Last year’s loss comes despite PSERS spending a small fortune on "active" fund managers who are supposed to anticipate future market conditions and invest resources accordingly. As noted by the Philadelphia Inquirer:
"PSERS’s extra losses reflected its unusually large bets on commodity fund managers. The system posted a 33 percent loss for funds invested in "Master Limited Partnerships" (typically oil and gas investments), an 18 percent loss for commodities investments, and an 8 percent loss in "risk parity" investments, which can look a lot like hedge fund strategies."
No fund manager can outperform the market every time, and this isn’t just the opinion of CAP. It a position widely held by well-respected academics and folks like Warren Buffet.

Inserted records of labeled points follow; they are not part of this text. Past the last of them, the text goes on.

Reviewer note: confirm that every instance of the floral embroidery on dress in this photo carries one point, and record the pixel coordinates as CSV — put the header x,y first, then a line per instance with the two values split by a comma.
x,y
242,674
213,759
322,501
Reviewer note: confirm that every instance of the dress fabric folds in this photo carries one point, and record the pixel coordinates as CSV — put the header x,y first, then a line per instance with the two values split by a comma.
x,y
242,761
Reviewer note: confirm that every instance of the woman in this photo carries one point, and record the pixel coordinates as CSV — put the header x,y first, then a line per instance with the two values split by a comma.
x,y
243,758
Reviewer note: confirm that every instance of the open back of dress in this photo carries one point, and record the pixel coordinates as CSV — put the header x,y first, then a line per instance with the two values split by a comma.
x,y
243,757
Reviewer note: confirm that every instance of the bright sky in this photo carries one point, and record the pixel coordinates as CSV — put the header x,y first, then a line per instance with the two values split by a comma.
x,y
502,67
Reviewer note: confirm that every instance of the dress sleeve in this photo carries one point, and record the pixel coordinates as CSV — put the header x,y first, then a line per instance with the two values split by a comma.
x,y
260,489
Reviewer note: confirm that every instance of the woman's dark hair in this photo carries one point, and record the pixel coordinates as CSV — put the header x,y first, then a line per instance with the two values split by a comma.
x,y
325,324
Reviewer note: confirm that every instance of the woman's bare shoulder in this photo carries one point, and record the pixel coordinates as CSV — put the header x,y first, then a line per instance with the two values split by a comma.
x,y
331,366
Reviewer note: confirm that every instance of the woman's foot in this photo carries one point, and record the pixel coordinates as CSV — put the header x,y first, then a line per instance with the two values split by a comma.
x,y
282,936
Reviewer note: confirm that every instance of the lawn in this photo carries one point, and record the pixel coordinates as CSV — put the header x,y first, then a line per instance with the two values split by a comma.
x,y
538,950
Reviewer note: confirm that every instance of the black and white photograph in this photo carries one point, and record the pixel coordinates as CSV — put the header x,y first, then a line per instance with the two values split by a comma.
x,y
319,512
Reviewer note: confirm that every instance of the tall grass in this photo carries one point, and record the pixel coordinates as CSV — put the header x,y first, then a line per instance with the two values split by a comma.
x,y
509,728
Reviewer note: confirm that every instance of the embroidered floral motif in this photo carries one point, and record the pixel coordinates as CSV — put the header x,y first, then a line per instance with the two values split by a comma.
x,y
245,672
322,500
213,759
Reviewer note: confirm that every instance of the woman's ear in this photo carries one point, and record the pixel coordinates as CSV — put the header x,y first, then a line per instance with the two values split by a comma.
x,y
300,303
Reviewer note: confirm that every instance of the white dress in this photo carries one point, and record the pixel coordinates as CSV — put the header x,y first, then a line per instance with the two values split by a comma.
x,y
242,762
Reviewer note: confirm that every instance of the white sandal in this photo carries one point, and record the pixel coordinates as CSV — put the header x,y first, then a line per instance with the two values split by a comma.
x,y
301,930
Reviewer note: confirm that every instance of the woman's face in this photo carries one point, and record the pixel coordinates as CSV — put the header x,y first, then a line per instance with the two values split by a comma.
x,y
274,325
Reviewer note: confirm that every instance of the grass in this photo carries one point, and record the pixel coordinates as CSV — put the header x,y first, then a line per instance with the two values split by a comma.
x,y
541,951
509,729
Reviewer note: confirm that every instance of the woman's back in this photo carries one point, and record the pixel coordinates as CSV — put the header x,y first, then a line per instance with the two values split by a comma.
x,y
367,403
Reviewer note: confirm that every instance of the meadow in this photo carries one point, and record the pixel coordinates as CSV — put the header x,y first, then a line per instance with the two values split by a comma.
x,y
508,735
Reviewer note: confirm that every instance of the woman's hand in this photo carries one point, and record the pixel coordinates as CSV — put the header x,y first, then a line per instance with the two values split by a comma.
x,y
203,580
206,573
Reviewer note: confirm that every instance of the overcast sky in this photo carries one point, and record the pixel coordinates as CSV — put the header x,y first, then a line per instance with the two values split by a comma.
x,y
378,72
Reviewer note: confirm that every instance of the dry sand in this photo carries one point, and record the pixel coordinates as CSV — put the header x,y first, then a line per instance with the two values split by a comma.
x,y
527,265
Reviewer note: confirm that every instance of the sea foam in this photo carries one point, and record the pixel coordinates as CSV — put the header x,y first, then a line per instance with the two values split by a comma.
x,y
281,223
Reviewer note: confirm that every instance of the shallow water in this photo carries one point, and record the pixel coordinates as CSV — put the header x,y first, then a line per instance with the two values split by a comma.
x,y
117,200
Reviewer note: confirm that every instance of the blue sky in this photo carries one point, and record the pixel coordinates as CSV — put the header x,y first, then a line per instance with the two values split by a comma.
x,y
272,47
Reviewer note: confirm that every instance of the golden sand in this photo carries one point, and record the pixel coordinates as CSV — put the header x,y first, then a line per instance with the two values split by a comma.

The previously mentioned Inquirer article notes that Montgomery County adopted a low-cost index fund investment approach two years ago. Last year, they substantially outperformed PSERS with a modest .3 percent return on investments. Montgomery County’s performance was not a fluke. In his book "Future Forsaken", John McGinnis compares PSERS performance (and the others SERS system) to an index fund approach. He found that the low-cost option outperformed the current actively management funds across a thirty-year time horizon.
On top of outperforming active managers, switching to lower cost index funds could save taxpayers $750 million per year. Given the facts, there is no reason for the state’s pension systems to maintain the status quo and every reason to explore alternatives to protect taxpayers and future retirees.